EU's Brexit Strategy Shows How Aggressive Transparency Can Be Used To Gain The Upper Hand In Negotiations

from the poor-Theresa-May-doesn't-stand-a-chance dept

We're big fans of transparency around here, as you may have noticed. In particular, Techdirt has repeatedly called for trade deals to be negotiated more openly to allow greater input from the public -- and less backlash when they find out what has been agreed without them behind closed doors. But a fascinating post from the Institute for Government, a UK-based think-tank "working to make government more effective", points out that aggressive transparency can also be used to gain the advantage during high-level political negotiations.
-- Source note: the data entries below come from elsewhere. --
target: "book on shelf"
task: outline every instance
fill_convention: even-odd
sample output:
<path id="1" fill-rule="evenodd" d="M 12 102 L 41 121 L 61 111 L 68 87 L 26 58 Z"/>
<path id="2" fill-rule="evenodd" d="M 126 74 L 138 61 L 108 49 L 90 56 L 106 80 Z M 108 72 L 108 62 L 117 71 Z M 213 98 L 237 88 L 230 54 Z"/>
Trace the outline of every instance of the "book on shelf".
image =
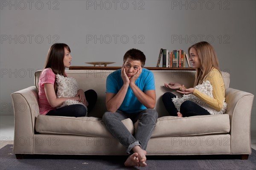
<path id="1" fill-rule="evenodd" d="M 186 62 L 189 68 L 191 67 L 187 54 L 181 49 L 169 51 L 161 48 L 157 67 L 159 67 L 161 60 L 162 59 L 162 67 L 172 68 L 183 68 L 186 67 Z"/>
<path id="2" fill-rule="evenodd" d="M 189 67 L 191 67 L 191 65 L 190 65 L 190 62 L 189 61 L 189 57 L 188 56 L 188 54 L 186 54 L 186 61 L 188 63 L 188 65 L 189 65 Z"/>
<path id="3" fill-rule="evenodd" d="M 162 67 L 166 67 L 166 49 L 163 49 L 163 60 L 162 61 Z"/>
<path id="4" fill-rule="evenodd" d="M 160 49 L 160 53 L 159 53 L 159 56 L 158 57 L 158 60 L 157 60 L 157 67 L 159 67 L 160 65 L 160 61 L 161 61 L 161 58 L 162 57 L 162 55 L 163 54 L 163 48 Z"/>

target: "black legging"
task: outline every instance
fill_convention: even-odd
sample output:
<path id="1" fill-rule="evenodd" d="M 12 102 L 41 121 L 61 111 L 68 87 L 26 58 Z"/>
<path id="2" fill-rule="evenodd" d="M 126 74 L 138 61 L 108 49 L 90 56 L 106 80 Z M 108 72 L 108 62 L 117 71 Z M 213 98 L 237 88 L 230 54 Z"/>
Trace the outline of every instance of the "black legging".
<path id="1" fill-rule="evenodd" d="M 93 90 L 89 90 L 84 92 L 86 100 L 89 105 L 87 106 L 87 112 L 89 113 L 93 108 L 97 101 L 97 93 Z M 87 113 L 85 108 L 81 105 L 76 104 L 66 106 L 49 111 L 48 116 L 62 116 L 83 117 Z"/>
<path id="2" fill-rule="evenodd" d="M 172 93 L 166 92 L 162 96 L 163 102 L 171 116 L 177 116 L 178 111 L 175 107 L 172 99 L 176 97 L 176 96 Z M 184 102 L 180 109 L 180 112 L 183 117 L 189 117 L 198 115 L 208 115 L 210 113 L 198 104 L 189 100 Z"/>

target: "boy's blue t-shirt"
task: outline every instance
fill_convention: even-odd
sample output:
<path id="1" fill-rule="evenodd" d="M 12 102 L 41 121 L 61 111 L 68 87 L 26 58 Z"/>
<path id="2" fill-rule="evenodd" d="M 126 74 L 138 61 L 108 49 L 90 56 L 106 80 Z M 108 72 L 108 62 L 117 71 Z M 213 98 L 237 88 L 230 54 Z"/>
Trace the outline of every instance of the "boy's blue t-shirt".
<path id="1" fill-rule="evenodd" d="M 117 94 L 123 84 L 121 76 L 121 69 L 114 71 L 109 74 L 107 78 L 106 93 Z M 135 82 L 135 84 L 143 92 L 148 90 L 155 90 L 153 73 L 143 68 L 141 74 Z M 126 113 L 133 113 L 146 108 L 139 101 L 129 86 L 124 101 L 118 110 Z"/>

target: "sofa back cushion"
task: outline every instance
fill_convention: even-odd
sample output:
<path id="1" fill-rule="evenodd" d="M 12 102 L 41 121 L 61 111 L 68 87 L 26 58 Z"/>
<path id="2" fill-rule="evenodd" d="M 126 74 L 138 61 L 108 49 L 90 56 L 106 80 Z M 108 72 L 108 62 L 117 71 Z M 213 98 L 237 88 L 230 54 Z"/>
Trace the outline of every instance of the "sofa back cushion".
<path id="1" fill-rule="evenodd" d="M 114 70 L 66 70 L 69 77 L 74 78 L 78 82 L 79 88 L 84 91 L 92 89 L 98 95 L 96 105 L 88 114 L 89 116 L 101 118 L 107 109 L 105 105 L 106 80 L 108 76 Z M 179 82 L 186 86 L 192 87 L 194 84 L 195 71 L 182 70 L 153 70 L 155 79 L 157 101 L 155 109 L 158 113 L 158 117 L 169 116 L 162 101 L 162 96 L 167 91 L 171 91 L 178 96 L 181 94 L 175 91 L 170 91 L 163 86 L 164 83 Z M 41 71 L 35 73 L 35 83 L 38 88 L 38 82 Z M 221 72 L 226 88 L 230 84 L 230 74 Z"/>

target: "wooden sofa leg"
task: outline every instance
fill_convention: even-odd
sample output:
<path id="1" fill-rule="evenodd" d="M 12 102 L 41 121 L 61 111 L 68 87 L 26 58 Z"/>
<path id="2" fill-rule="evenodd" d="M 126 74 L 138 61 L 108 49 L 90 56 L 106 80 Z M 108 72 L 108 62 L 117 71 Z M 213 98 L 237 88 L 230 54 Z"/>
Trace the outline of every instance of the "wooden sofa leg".
<path id="1" fill-rule="evenodd" d="M 25 154 L 16 153 L 15 154 L 15 155 L 16 157 L 16 159 L 23 159 L 23 158 L 24 158 L 24 156 L 25 155 Z"/>
<path id="2" fill-rule="evenodd" d="M 241 159 L 242 160 L 247 160 L 249 157 L 248 154 L 243 154 L 241 155 Z"/>

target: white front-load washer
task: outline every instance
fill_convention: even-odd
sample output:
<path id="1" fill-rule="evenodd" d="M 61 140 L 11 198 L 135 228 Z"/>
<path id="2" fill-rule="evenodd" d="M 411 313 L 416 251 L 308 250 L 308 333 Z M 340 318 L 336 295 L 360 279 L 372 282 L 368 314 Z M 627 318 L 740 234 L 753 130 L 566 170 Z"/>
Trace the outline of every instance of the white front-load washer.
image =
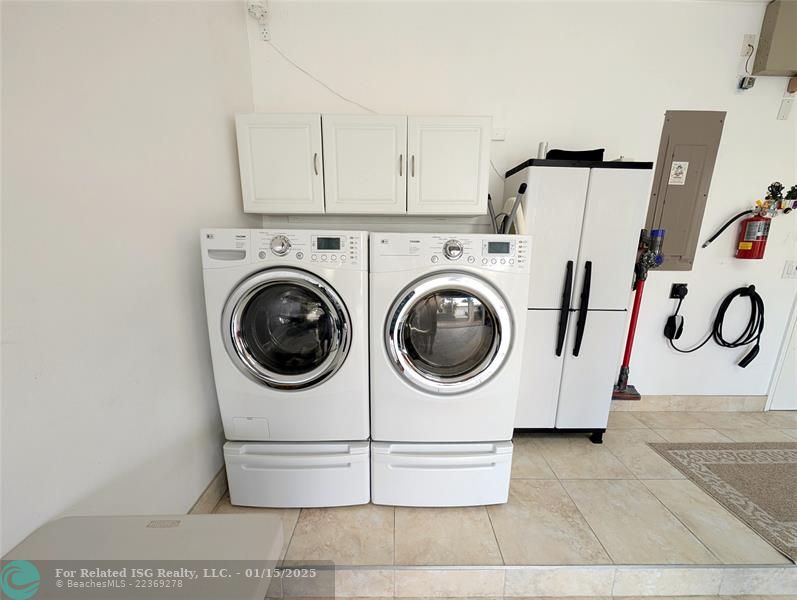
<path id="1" fill-rule="evenodd" d="M 371 496 L 506 502 L 527 236 L 371 234 Z"/>
<path id="2" fill-rule="evenodd" d="M 367 234 L 203 229 L 201 248 L 232 503 L 368 502 Z"/>

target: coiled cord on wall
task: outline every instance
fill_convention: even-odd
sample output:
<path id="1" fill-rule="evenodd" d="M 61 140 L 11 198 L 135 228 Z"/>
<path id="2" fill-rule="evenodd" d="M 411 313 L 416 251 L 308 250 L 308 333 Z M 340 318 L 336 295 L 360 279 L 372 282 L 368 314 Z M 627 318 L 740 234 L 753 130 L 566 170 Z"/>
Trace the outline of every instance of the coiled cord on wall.
<path id="1" fill-rule="evenodd" d="M 725 339 L 722 329 L 725 325 L 725 314 L 728 312 L 728 308 L 730 308 L 731 303 L 736 298 L 750 298 L 750 318 L 747 320 L 747 326 L 744 328 L 739 337 L 734 340 L 727 340 Z M 681 298 L 678 301 L 678 306 L 675 309 L 675 315 L 678 314 L 678 311 L 681 310 L 681 304 L 683 303 L 684 299 Z M 723 348 L 740 348 L 742 346 L 747 346 L 755 342 L 755 346 L 753 346 L 752 350 L 748 352 L 745 357 L 739 361 L 739 366 L 744 368 L 753 362 L 753 359 L 758 356 L 758 352 L 760 350 L 760 341 L 761 341 L 761 334 L 764 332 L 764 300 L 755 291 L 754 285 L 749 285 L 747 287 L 736 288 L 730 294 L 725 296 L 720 304 L 719 309 L 717 310 L 717 316 L 714 317 L 714 323 L 711 326 L 711 332 L 708 334 L 705 340 L 700 342 L 694 348 L 690 348 L 689 350 L 683 350 L 678 348 L 675 345 L 675 342 L 671 339 L 670 346 L 672 346 L 673 350 L 681 352 L 683 354 L 689 354 L 691 352 L 695 352 L 696 350 L 700 350 L 703 346 L 705 346 L 709 340 L 714 340 L 717 345 L 722 346 Z"/>

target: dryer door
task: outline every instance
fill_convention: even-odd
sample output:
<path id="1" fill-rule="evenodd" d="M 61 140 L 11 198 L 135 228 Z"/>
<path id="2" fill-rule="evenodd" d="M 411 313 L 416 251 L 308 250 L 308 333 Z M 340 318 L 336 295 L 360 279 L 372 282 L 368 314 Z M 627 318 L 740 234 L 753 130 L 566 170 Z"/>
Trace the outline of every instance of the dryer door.
<path id="1" fill-rule="evenodd" d="M 283 390 L 331 377 L 351 341 L 338 293 L 296 269 L 268 269 L 241 282 L 227 299 L 221 327 L 235 366 L 255 382 Z"/>
<path id="2" fill-rule="evenodd" d="M 505 361 L 512 337 L 501 294 L 462 273 L 437 273 L 405 289 L 385 327 L 396 370 L 416 387 L 443 394 L 490 379 Z"/>

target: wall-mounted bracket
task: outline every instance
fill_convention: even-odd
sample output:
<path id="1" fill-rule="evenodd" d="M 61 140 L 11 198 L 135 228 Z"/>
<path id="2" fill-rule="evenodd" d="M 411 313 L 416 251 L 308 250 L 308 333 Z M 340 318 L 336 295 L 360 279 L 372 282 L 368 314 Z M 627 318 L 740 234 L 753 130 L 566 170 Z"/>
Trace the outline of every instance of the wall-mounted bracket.
<path id="1" fill-rule="evenodd" d="M 268 1 L 267 0 L 249 0 L 246 3 L 246 9 L 249 16 L 257 21 L 260 27 L 260 37 L 264 42 L 271 39 L 271 32 L 268 27 Z"/>

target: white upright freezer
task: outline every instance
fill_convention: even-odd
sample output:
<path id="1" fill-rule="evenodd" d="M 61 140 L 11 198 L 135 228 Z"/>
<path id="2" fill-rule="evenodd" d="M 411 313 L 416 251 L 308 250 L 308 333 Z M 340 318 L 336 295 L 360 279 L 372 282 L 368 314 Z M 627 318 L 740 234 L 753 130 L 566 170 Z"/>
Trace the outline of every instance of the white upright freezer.
<path id="1" fill-rule="evenodd" d="M 534 239 L 523 381 L 515 427 L 576 429 L 600 441 L 622 358 L 652 163 L 532 159 L 526 183 Z"/>

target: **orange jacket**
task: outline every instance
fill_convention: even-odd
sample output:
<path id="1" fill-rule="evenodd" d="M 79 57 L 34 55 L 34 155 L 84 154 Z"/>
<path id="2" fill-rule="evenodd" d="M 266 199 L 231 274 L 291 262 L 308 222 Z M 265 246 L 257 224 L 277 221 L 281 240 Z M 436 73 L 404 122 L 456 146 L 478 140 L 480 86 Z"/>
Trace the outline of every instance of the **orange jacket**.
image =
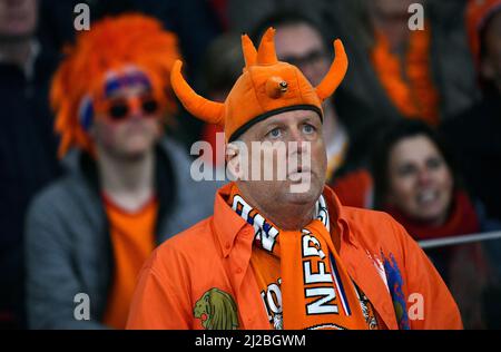
<path id="1" fill-rule="evenodd" d="M 147 261 L 128 329 L 210 327 L 209 315 L 217 311 L 227 322 L 232 307 L 239 329 L 269 329 L 249 265 L 254 228 L 227 205 L 229 189 L 226 185 L 216 194 L 212 217 L 165 242 Z M 324 196 L 331 228 L 341 234 L 341 260 L 382 327 L 462 329 L 448 287 L 399 223 L 384 213 L 342 206 L 328 187 Z M 233 302 L 219 295 L 209 304 L 215 291 Z"/>

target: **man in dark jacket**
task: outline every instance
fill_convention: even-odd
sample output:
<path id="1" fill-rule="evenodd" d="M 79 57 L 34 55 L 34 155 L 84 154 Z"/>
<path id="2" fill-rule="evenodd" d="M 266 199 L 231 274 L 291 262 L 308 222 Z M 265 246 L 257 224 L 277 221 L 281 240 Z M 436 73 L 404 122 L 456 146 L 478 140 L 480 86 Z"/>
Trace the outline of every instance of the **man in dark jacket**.
<path id="1" fill-rule="evenodd" d="M 37 1 L 0 2 L 0 326 L 24 326 L 22 233 L 58 173 L 47 86 L 57 58 L 36 39 Z"/>
<path id="2" fill-rule="evenodd" d="M 488 216 L 501 219 L 501 1 L 471 1 L 466 27 L 482 99 L 441 129 L 458 151 L 466 186 Z"/>

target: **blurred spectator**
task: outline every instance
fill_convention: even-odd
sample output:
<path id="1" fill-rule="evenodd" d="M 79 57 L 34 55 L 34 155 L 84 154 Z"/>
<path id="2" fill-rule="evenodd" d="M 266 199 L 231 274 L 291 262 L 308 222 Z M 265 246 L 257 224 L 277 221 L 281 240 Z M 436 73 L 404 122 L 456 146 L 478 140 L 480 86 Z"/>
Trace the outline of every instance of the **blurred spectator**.
<path id="1" fill-rule="evenodd" d="M 165 29 L 178 36 L 185 69 L 190 78 L 196 77 L 208 43 L 225 28 L 222 17 L 225 4 L 220 0 L 43 0 L 40 3 L 40 37 L 56 52 L 73 41 L 73 20 L 77 16 L 73 8 L 77 3 L 89 4 L 91 22 L 131 11 L 156 17 Z M 198 81 L 194 82 L 195 87 L 198 85 Z M 189 118 L 183 108 L 173 125 L 176 126 L 179 141 L 185 146 L 199 139 L 203 124 Z"/>
<path id="2" fill-rule="evenodd" d="M 451 153 L 424 123 L 402 120 L 387 128 L 374 150 L 372 170 L 376 208 L 390 213 L 416 241 L 492 229 L 462 189 Z M 464 325 L 485 327 L 481 295 L 494 273 L 482 246 L 426 253 L 450 285 Z"/>
<path id="3" fill-rule="evenodd" d="M 489 216 L 501 219 L 501 1 L 470 1 L 466 26 L 482 99 L 441 129 L 469 188 Z"/>
<path id="4" fill-rule="evenodd" d="M 161 138 L 178 57 L 173 33 L 134 13 L 94 23 L 68 50 L 51 87 L 68 174 L 27 218 L 31 327 L 124 327 L 143 262 L 210 214 L 217 186 L 195 183 L 185 150 Z M 73 316 L 77 293 L 90 321 Z"/>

In this case it is the critical "Brexit" negotiations between the EU and the UK that will determine their future relationship if and when the UK leaves the European Union. The stakes are incredibly high: the financial implications alone run into hundreds of billions of euros. Moreover, the UK's place in the world is also at play, as it extracts itself from the biggest geopolitical bloc in an attempt to go it alone. As the post points out, the approaches taken by the EU and the UK could hardly be more contrasted:

The European Council [one of the key EU bodies setting strategy] has published its "transparency regime" for the Brexit negotiations, committing the EU to a far greater degree of transparency than anything that we have seen in the UK. It sets out the ten classes of documents that could be issued by the Council, the [European] Commission and [EU] member states, along with a default level of public disclosure for each.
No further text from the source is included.